Warum man nach dem Treffen des Balls nicht stehen bleiben darf

Der Moment, der alles entscheidet

Stell dir vor, du hast gerade den Aufschlag deines Gegners zurückgespielt, das Timing sitzt, die Balance ist perfekt – und plötzlich friert dein Körper ein. Dieser eine Sekundenbruchteil macht den Unterschied zwischen einem Zug zum Netz und einem langweiligen Fehltritt. Hier hört das Spiel nicht bei der Kontaktaufnahme auf; es geht direkt weiter, und dein Körper muss bereit sein, sofort zu reagieren.

Physiologische Gründe – Muskelkette im Fluss

Wenn du den Ball triffst, wird eine Kette von Muskelgruppen aktiviert: Bein, Core, Schulter, Handgelenk. Jeder dieser Teile hat ein eigenes Timing. Bleibst du stehen, unterbrichst du die kinetische Kette, das bedeutet: Energieverlust, verlangsamte Reaktionszeit, erhöhte Verletzungsgefahr. Kurz gesagt: Dein Körper will weiterlaufen, nicht parken.

Der schnelle Übergang zum nächsten Schlag

Ein gut getroffener Return zieht sofort die Gegenwehr des Gegners nach sich. Dein Gegenüber wird die Position ausnutzen, um einen scharfen Winkel zu erzeugen. Wenn du noch im Nachklang des ersten Schlages steckst, hast du keine Möglichkeit, ihn zu antizipieren. Deshalb heißt es: Immer in Bewegung bleiben, immer auf den nächsten Ball vorbereitet sein.

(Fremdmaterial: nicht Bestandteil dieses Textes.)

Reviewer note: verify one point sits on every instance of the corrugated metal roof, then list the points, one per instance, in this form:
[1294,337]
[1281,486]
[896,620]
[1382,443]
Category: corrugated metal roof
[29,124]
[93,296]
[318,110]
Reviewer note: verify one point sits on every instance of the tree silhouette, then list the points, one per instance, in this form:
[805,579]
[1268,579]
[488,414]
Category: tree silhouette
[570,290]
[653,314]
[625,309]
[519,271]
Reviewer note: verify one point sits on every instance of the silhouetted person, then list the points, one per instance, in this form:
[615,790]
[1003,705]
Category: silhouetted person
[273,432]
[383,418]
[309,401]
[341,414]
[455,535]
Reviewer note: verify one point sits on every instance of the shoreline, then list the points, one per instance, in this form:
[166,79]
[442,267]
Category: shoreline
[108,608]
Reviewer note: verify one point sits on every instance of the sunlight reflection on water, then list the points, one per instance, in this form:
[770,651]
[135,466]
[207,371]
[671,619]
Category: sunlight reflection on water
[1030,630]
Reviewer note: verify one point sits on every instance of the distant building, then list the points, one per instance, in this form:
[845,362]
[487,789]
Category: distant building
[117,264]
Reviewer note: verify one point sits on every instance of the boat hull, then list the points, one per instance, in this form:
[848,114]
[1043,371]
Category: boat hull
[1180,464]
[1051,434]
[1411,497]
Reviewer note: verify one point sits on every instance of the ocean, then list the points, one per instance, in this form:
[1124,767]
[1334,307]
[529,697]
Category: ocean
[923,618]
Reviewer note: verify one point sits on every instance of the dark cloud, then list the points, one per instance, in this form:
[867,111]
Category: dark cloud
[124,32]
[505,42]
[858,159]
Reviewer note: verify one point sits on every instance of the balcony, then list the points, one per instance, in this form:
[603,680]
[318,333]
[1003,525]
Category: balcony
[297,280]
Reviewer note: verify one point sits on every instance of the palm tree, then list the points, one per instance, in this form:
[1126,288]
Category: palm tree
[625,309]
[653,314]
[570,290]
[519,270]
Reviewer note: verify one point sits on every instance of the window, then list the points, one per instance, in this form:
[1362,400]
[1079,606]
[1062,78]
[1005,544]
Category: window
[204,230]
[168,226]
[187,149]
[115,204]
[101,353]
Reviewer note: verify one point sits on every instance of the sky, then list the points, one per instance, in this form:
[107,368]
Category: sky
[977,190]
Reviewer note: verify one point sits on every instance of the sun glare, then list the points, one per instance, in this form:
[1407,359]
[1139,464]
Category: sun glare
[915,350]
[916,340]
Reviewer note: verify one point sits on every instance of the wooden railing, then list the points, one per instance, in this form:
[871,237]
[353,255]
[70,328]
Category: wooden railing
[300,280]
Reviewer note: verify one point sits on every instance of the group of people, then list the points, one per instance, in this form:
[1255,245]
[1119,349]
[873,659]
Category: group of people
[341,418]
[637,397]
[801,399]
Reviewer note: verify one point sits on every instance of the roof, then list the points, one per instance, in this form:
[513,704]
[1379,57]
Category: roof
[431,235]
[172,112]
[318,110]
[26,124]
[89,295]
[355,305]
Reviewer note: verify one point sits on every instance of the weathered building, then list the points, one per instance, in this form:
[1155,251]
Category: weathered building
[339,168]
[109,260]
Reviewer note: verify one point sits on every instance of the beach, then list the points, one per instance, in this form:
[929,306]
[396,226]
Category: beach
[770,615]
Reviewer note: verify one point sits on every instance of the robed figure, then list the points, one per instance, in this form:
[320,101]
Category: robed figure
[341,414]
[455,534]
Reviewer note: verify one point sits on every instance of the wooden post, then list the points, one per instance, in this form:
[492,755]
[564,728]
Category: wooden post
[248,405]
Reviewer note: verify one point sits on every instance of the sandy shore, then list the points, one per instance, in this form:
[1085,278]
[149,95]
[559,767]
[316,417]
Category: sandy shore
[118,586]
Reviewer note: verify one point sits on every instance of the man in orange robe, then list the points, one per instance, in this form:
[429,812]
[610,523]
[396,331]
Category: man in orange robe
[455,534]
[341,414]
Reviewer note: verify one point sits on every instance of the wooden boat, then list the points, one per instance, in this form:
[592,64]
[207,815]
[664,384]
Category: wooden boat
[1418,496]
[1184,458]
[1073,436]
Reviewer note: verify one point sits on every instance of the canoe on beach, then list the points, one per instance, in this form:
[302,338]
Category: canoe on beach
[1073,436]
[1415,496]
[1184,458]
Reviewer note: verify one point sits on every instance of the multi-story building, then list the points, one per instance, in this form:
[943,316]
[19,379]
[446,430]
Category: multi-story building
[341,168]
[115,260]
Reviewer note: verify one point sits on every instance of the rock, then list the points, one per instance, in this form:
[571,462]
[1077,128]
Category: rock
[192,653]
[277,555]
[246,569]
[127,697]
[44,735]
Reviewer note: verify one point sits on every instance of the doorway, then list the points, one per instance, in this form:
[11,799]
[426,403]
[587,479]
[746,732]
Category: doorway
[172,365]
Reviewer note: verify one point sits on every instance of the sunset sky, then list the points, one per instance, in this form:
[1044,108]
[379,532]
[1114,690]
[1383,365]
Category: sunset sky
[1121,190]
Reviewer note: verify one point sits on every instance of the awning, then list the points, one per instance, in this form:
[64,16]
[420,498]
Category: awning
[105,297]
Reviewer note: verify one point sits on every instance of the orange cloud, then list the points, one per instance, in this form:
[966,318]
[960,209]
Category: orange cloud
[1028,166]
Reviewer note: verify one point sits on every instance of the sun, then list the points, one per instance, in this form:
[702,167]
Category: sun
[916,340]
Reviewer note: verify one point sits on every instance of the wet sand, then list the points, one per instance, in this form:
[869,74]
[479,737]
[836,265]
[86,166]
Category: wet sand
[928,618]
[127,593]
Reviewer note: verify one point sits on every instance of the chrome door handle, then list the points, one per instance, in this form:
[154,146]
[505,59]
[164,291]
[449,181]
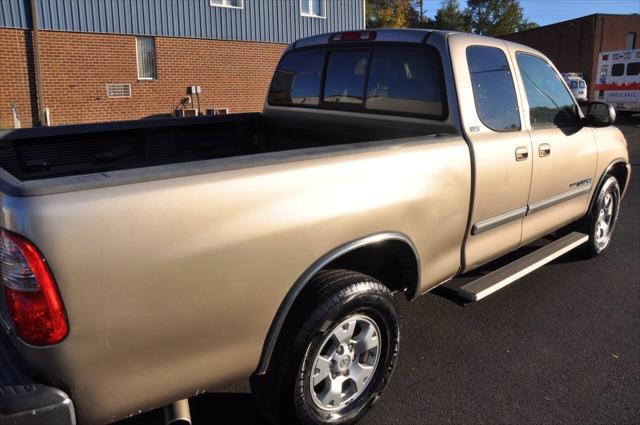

Strategische Aspekte – das Spiel lesen

Look: Der Ball ist mehr als nur ein Objekt, er ist ein Signal. Er verrät dir, wie dein Gegner spielt, wo seine Schwächen liegen. Aber das Signal kann nur entschlüsselt werden, wenn du dich nicht wie ein Statuenbild verhältst. Bewege dich, beobachte, passe dich an. Andernfalls bleibt das Lesen des Spiels auf der Strecke.

Warum Standhaftigkeit ein Mythos ist

Hier ist die Realität: Das ständige „stehen bleiben“ ist ein Relikt aus der Anfängerzeit. Profi‑Spieler kennen den Trick. Sie nutzen die Dynamik, um den Court zu kontrollieren, nicht um ihn zu blockieren. In jedem Training wird darauf geachtet, dass nach jedem Treffer die Füße sofort wieder in Position gebracht werden. Das klingt simpel, ist aber die Grundlage für ein aggressives Spiel.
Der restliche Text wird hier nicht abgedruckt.